Сорок имен скорби - Джайлс Блант
Шрифт:
Интервал:
Закладка:
Кардинал вынул из кармана школьный снимок Кэти, размноженные копии которого полицейские показывали на автобусных остановках и в отделениях «скорой помощи», в супермаркетах и на бензоколонках: «Вы не видели эту девочку?» Теперь убийца дал ответ: о да, он видел эту девочку, еще как. Кардинал положил фотографию на телевизор.
— Можно мне еще раз взглянуть на ее комнату?
Темноволосая голова качнулась, плечи вздрогнули. Еще одна капля упала на покрытый линолеумом пол. Прикончили мужа, а теперь и дочку. Говорят, у эскимосов существует сорок разных слов для обозначения снега. Насчет снега не знаю, подумалось Кардиналу, а вот сорок слов для обозначения скорби людям действительно нужны. Печаль. Горе. Тоска. Их слишком мало, их не хватит для этой матери, лишившейся единственного ребенка, оставшейся в пустом доме.
Кардинал прошел по короткому коридорчику в спальню. Дверь была открыта, желтый медвежонок одним оставшимся стеклянным глазом хмуро глядел на него с подоконника. Под потертыми лапами — плетеный коврик с изображением лошади. Дороти Пайн продавала такие коврики в магазин «Гудзонов залив» на Лейкшор-стрит. Магазин выручал сто двадцать долларов за каждый, но вряд ли Дороти Пайн много перепадало из этих денег. С улицы доносился звук вгрызающейся в дерево бензопилы. Где-то каркала ворона.
Под подоконником стояла детская скамеечка, она же — сундучок для игрушек. Кардинал открыл его ногой и увидел, что внутри до сих пор лежат книжки Кэти. «Черная красавица», «Нэнси-Росинка», сказки, которые любила его собственная дочь, когда была маленькой. Почему мы думаем, что они от нас так уж отличаются? Он отворил комод. Носки, нижнее белье, все аккуратно сложено.
Там же хранилась изящная шкатулочка, прозвеневшая мелодию, когда он поднял крышку. В ней обнаружились разные колечки, сережки, два браслета — один кожаный, другой вышитый бисером. На Кэти был браслет с брелоками в тот день, когда она исчезла, вспомнил Кардинал. В зеркало комода вставлен набор из четырех фотографий, сделанных в автомате: Кэти со своей лучшей подружкой строят жуткие рожи.
Кардинал пожалел, что оставил Делорм в отделе охотиться за экспертами. Она могла бы увидеть в комнате Кэти то, на что он не обратит внимания, что-нибудь такое, что замечают только женщины.

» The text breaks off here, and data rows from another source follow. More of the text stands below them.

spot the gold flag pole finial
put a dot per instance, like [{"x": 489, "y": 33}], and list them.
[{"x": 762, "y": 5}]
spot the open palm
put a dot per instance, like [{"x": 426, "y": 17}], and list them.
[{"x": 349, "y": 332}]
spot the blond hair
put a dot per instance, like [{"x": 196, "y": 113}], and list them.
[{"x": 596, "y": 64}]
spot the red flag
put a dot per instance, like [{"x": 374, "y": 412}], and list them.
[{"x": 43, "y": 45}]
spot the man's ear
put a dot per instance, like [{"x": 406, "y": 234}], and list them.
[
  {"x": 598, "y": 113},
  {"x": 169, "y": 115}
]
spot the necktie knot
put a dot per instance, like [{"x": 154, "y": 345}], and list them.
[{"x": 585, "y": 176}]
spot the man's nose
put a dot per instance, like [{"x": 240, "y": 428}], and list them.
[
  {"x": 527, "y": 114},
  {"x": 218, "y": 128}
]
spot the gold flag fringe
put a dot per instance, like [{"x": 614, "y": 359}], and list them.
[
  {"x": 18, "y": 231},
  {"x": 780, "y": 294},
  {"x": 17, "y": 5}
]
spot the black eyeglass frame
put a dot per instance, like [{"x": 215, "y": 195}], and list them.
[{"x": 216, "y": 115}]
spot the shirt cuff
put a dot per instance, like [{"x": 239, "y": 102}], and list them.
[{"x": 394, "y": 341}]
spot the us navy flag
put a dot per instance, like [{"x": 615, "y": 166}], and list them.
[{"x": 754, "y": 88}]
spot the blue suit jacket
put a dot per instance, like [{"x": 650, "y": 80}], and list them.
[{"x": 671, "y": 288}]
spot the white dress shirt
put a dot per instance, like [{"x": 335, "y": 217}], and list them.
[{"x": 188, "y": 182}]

Несколько пар обуви собирали пыль под шкафом, в том числе кожаные босоножки, похоже, что это модель «Мэри-Джейн»? Кардинал купил такие же Келли, когда той было семь или восемь. Туфли же Кэти Пайн достались ей, видимо, через Армию спасения: на подметке еще виднелась цена, выведенная мелом. Много в них не пройдешь; зато свои найковские кроссовки Кэти в день исчезновения положила в рюкзачок и взяла с собой в школу.
К внутренней стороне дверцы шкафа была прикреплена кнопками фотография школьного ансамбля. Кардинал не помнил, чтобы Кэти в нем участвовала. Математика — вот к чему у нее был талант. Она представляла Алгонкин-Бей на математической олимпиаде провинции и заняла второе место. В доказательство на стене висел вымпел.

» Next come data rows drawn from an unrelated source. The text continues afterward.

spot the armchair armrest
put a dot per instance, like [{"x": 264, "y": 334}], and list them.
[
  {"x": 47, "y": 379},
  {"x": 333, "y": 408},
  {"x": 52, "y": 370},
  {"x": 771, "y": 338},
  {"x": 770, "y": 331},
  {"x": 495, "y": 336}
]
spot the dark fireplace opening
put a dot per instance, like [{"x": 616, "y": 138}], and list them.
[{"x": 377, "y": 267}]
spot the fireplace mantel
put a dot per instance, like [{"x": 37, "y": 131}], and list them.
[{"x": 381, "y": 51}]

Он позвал Дороти Пайн. Она почти тотчас же появилась, с красными глазами, комкая смятую гигиеническую салфетку.
— Миссис Пайн, это не Кэти вот здесь, на снимке, в переднем ряду? Девочка с темными волосами?

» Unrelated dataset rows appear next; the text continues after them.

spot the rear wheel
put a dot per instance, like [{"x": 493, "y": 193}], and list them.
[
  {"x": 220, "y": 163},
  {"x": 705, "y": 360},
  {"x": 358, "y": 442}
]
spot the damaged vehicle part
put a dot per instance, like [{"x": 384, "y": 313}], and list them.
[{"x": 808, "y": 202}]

— Это Сью Кушье. Кэти иногда баловалась с моим аккордеоном, но ни в каком ансамбле не играла. Они были лучшие подруги, она и Сью.
— Теперь припоминаю. Я с ней беседовал в школе. Рассказывала, что они с ней занимались главным образом тем, что смотрели канал «Больше музыки». Записывали любимые песни на видео.
— Сью неплохо поет. Кэти хотела быть как она.
— Кэти не занималась музыкой? Не брала уроки?
— Нет. Но хотела быть у них в ансамбле, это уж точно.
Они смотрели на фото — отражение былых надежд. На картину будущего, которое теперь уже никогда не станет реальностью.
7
После резервации Кардинал свернул налево и двинулся на север, к больнице Онтарио. Достижения фармацевтики наряду с сокращением правительственного финансирования опустошили целые флигели отделения психиатрии. Морг служил одновременно коронерской лабораторией. Но Кардинал приехал не к Барнхаусу.
— Сегодня ей намного лучше, — сказала палатная сестра. — Она стала спать по ночам, принимает лекарства, так что, видимо, со временем состояние ее стабилизируется. Но это, конечно, только мое мнение. Доктор Синглтон на обходе, вернется через час, если вы хотели с ним поговорить.
— Нет, не беспокойтесь. Где она?
— На зимней веранде. Через двойные двери, а потом…
— Спасибо. Я знаю, где это.
Кардинал думал, что она по-прежнему утопает в слишком большом для нее махровом халате, однако сейчас Кэтрин Кардинал была в джинсах и красном свитере, которые он сам для нее укладывал. Подперев рукой подбородок, она сгорбилась в кресле у окна, созерцая снежный пейзаж и далекую березовую рощицу.
— Привет, любимая. Я был в резервации. Вот решил на обратном пути заскочить.
Она даже не взглянула на него. Во время обострения визуальный контакт был для нее мучителен.
— Вряд ли ты приехал меня отсюда забрать.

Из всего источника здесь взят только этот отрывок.